Currently, most approaches related to imaging from plant biological activity involves the tagging of specific tissues or cellular/molecular structures. For example, combinations of dyes and clearing agents are used to obtain anatomical descriptions of the plant with high resolution (Truernit et al. 2008). Unfortunately, staining protocols that are suitable for live experiments are limited. Other molecular approaches such as immunolabeling (Reinhardt et al. 2004) are rarely used during live experiments due to their decreasing strength with time and poor in depth penetration of tissues. For these reasons, fluorescence microscopy has become the most common approach to obtain temporal and spatial information on gene activity during development (Heisler et al. 2005). When combined with confocal laser scanning microscopy (Moreno et al. 2006) or optical projection tomography microscopy (Sharpe et al. 2002), the fluorescence microscopy allows accurate reconstructions of the 3D patterns of gene expression across tissues.

In this study, we found that the biospeckle phenomenon can be used to present the outlines of root tissues, and as well to present areas with different activity that can unfold further investigations to correlate with particular phenomena in the root tissues. By using simple tissue culture techniques and classical analysis of biospeckle patterns, it was possible to discriminate different levels of activity in root tissues, and outlines without the need for staining tissues. In the future, this would allow high throughput inexpensive techniques to be developed for genetic screens and characterization of root growth. There are also different ways the current system could be adapted in order to obtain more accurate information on specific processes in roots when necessary. Increasing the magnification would notably provide higher biospeckle signal resolution and could help identify fine tissue-based changes in biological activity. The use of a different gel medium, e.g., Phytagel, Sigma-Aldrich) would provide suitable illumination and would prevent saturation of the camera. Finally, more specific processing algorithm could be designed to emphasize and segment patterns of activities that are related to specific biological processes (Rabal and Braga 2008).

In addition, most modern cell imaging techniques use a type of cellular marker and require genetic transformations which are available only for model species, e.g., arabidopsis. They also use sophisticated and expensive microscopes to allow few fluorescent signals to be monitored during a single experiment. BSL imaging could potentially overcome some of these shortcomings by providing affordable, high-throughput imaging solutions to quantify changes in tissue biological activity. It has a large working distance, can depict larger specimen through transparent medium and allow plants to grow vertically. This would make biospeckle imaging an attractive technique for plant biological studies.
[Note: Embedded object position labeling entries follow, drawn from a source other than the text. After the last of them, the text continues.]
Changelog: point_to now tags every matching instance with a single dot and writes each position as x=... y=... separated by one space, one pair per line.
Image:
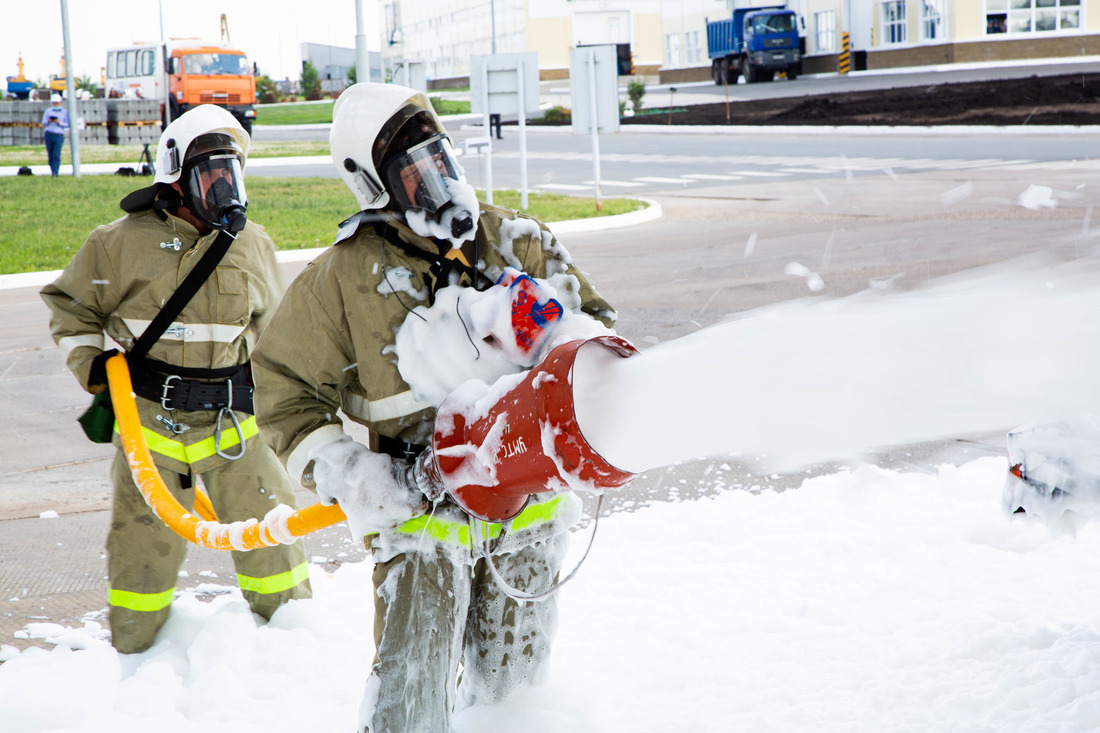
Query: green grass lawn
x=130 y=154
x=45 y=220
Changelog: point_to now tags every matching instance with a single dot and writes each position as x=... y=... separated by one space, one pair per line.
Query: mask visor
x=216 y=192
x=417 y=178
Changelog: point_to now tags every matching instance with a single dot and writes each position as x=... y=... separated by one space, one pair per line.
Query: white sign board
x=410 y=73
x=501 y=72
x=593 y=80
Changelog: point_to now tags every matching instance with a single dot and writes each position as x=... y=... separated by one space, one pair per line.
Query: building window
x=932 y=20
x=893 y=21
x=146 y=63
x=825 y=31
x=692 y=47
x=1032 y=15
x=672 y=48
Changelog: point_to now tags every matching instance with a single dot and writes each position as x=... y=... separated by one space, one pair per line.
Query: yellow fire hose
x=240 y=535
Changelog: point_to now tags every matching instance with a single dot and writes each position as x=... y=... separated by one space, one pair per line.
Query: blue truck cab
x=754 y=43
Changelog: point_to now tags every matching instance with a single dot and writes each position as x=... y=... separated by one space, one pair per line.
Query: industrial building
x=668 y=37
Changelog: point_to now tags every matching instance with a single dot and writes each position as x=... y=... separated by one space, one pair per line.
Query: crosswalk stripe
x=707 y=176
x=659 y=179
x=603 y=182
x=565 y=186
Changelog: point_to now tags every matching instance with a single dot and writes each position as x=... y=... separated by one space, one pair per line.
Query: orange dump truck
x=191 y=73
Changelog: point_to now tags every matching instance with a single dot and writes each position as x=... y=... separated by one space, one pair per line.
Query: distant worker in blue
x=55 y=122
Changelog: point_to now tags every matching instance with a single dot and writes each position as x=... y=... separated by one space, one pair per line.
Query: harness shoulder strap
x=182 y=296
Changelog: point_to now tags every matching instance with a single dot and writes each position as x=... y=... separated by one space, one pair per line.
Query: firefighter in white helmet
x=330 y=347
x=195 y=378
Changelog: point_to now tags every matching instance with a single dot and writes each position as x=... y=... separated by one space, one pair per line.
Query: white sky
x=271 y=32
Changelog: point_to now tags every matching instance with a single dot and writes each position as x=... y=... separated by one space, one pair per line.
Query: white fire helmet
x=172 y=151
x=365 y=119
x=204 y=151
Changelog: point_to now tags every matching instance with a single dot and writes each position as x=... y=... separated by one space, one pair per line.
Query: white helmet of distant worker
x=393 y=153
x=204 y=152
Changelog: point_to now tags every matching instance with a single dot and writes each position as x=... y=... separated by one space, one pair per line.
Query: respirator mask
x=427 y=183
x=215 y=186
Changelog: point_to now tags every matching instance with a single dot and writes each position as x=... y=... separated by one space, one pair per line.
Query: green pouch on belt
x=98 y=420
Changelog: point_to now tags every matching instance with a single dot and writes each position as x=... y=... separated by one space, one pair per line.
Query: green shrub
x=636 y=90
x=558 y=112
The enhancement of the biospeckle images, using wavelets transform or other frequency tools, is a novel area that was unfolded by a recent research with Butterworth filters (Sendra et al. 2005), and in particular the technique adopted in this work using wavelets transform. The filtering technique can enhance the root area as well as the gel area depending on the chosen frequency. This presents a powerful tool in tissue analysis with a complex displacement of layers with distinct activities under the biospeckle view.

Conclusions

The BSL phenomenon was used to build a map of biological activity in root tissues. A simple experimental system was developed to allow the acquisition of signals from roots grown in gels. Classical image analysis techniques were used to process biospeckle patterns and the GD method demonstrated to be the best approach to accentuate the biological activity across tissues. Biospeckle laser imaging could be a compelling new system for the imaging of plant tissues.